Dissertation (January 12, 2026): Edson Paulo da Silva Pinto Sobrinho
Student: Edson Paulo da Silva Pinto Sobrinho
Title: Fine-tuning detection criteria to enhance anomaly identification in time series
Advisors: Eduardo Soares Ogasawara (advisor) and Kele Teixeira Belloze (co-advisor)
Committee: Eduardo Soares Ogasawara (CEFET/RJ), Kele Teixeira Belloze (CEFET/RJ), Rafaelli de Carvalho Coutinho (CEFET/RJ) and Fábio André Machado Porto (LNCC)

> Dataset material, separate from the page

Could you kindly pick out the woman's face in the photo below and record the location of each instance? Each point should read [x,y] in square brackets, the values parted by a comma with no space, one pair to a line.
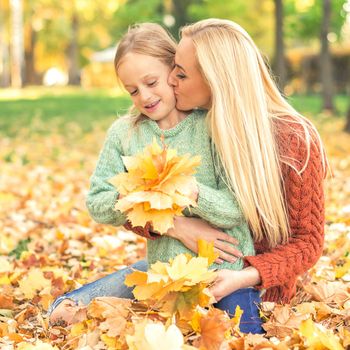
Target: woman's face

Day/Hour: January 12, 2026 / 2 p.m.
Room: https://teams.microsoft.com/
Abstract: Anomaly Detection (AD) is the problem of identifying observations that do not conform to typical ones in a time series. Detection methods implicitly define detection criteria, such as deviation measures, filter thresholds, and candidate anomaly selection strategies. Choosing inappropriate criteria results in inaccurate outputs, generating spurious alerts or missing events. Adjusting these criteria is essential for monitoring systems. To address this challenge, this study explores the fine-tuning of deviation measures, filter thresholds, and candidate selection strategies. Experimental results show that the proper choice of criteria significantly improves AD performance, often with greater impact than changing the detection methods.